July 15, 2019 - 20:0

TEHRAN – Behrooz Kamalvandi, spokesman for the Atomic Energy Organization of Iran (AEOI), said on Monday that Tehran’s decision to reduce its commitments to the 2015 nuclear pact was not made out of stubbornness, rather it aims to give a chance to diplomacy.

Kamalvandi said the move was aimed to awaken the other parties to the Joint Comprehensive Plan of Action (JCPOA) to honor their obligations, IRNA reported.

Under the nuclear accord, Iran was tasked to put limits on its nuclear activities in exchange for termination of economic and financial sanctions. 

“What Iran gave up was much more than what it received, because the other side, particularly after the U.S. exit from the deal, forgot their obligations,” he lamented.

The remaining members of the 2015 agreement are E3 – Britain, Germany, France – the European Union, China and Russia. 

“What Iran is doing in terms of nuclear measures is aimed at reminding the signatories of their obligations,” Kamalvandi reiterated.

As a retaliation against the U.S. withdrawal from the JCPOA and reimposition of sanctions on Iran coupled with a failure by the European Union to compensate for the U.S. exit, Iran officially announced that it would stop selling stockpiles of enriched uranium and heavy water for 60 days from May 8.

Kamalvandi said Iran’s stockpile of enriched uranium has exceeded the 300 kg limit, and that Iran has exceeded the limit of 3.67 percent in uranium enrichment.
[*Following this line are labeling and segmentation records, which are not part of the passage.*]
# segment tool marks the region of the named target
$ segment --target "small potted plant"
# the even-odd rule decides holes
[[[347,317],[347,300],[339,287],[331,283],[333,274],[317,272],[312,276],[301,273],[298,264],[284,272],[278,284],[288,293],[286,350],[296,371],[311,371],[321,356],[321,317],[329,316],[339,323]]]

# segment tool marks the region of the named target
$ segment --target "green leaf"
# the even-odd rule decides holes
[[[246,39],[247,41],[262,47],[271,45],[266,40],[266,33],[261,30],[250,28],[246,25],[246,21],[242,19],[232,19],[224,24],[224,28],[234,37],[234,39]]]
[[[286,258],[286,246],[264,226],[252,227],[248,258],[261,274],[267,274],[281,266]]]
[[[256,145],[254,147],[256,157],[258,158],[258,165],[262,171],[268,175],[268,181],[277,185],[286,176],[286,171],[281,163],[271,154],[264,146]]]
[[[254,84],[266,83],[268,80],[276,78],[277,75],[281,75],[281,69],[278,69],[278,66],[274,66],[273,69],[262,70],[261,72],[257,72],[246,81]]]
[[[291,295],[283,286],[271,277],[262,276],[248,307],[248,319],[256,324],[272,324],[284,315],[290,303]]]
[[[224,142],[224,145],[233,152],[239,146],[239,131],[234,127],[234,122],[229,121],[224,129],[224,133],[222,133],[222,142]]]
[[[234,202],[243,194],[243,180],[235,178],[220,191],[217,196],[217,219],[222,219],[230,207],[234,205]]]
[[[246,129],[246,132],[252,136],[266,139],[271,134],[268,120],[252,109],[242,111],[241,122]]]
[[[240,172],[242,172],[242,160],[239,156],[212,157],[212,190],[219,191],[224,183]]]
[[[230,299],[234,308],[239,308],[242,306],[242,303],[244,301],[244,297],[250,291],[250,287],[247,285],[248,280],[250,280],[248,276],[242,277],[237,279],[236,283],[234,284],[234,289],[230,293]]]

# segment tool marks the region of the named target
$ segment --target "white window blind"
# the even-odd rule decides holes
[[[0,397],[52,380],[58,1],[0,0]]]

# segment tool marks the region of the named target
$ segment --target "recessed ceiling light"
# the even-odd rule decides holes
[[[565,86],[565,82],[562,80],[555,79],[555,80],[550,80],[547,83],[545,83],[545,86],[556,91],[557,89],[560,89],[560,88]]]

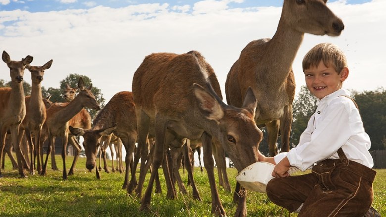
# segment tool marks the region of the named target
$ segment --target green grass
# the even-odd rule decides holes
[[[56,156],[59,169],[61,158]],[[9,158],[6,158],[6,160]],[[67,158],[67,168],[72,158]],[[85,158],[80,158],[73,176],[62,179],[61,171],[48,169],[46,176],[30,175],[19,178],[17,170],[12,170],[10,162],[6,160],[4,178],[0,178],[0,216],[1,217],[210,217],[211,207],[210,189],[206,172],[196,168],[194,179],[202,202],[193,200],[189,186],[187,195],[179,193],[178,198],[167,200],[166,186],[162,184],[162,193],[153,193],[150,212],[139,211],[140,200],[133,198],[122,189],[124,175],[119,173],[101,172],[101,180],[96,179],[95,171],[89,172],[85,168]],[[50,168],[48,165],[48,168]],[[373,206],[382,216],[386,216],[386,169],[378,169],[374,183]],[[159,170],[161,182],[164,180]],[[186,183],[187,175],[181,171]],[[137,171],[138,172],[138,171]],[[217,170],[215,170],[217,173]],[[228,169],[231,187],[234,188],[237,171]],[[217,173],[216,173],[217,177]],[[137,173],[137,178],[138,173]],[[148,179],[148,174],[147,179]],[[143,194],[147,187],[145,181]],[[218,183],[218,182],[217,182]],[[176,187],[177,186],[176,186]],[[228,216],[233,216],[236,206],[232,203],[233,195],[218,187],[223,205]],[[282,208],[275,205],[265,194],[248,191],[248,216],[278,217]],[[283,216],[289,216],[286,210]],[[290,216],[296,216],[291,214]]]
Iranian has repeatedly said if Tehran’ rights are guaranteed under the agreement it is ready to reverse its decisions.

After quitting the nuclear agreement, the Trump administration has not only returned the previous sanctions that had been lifted under the JCPOA, it has added new ones.

It has even ordered a total ban on Iran’s oil export, a move which has been called a declaration of economic war against the Iranian people.

The Trump administration has taken all these steps despite the fact that the International Atomic Energy Agency has said Iran’s nuclear activities are subject to the most intrusive inspections in history.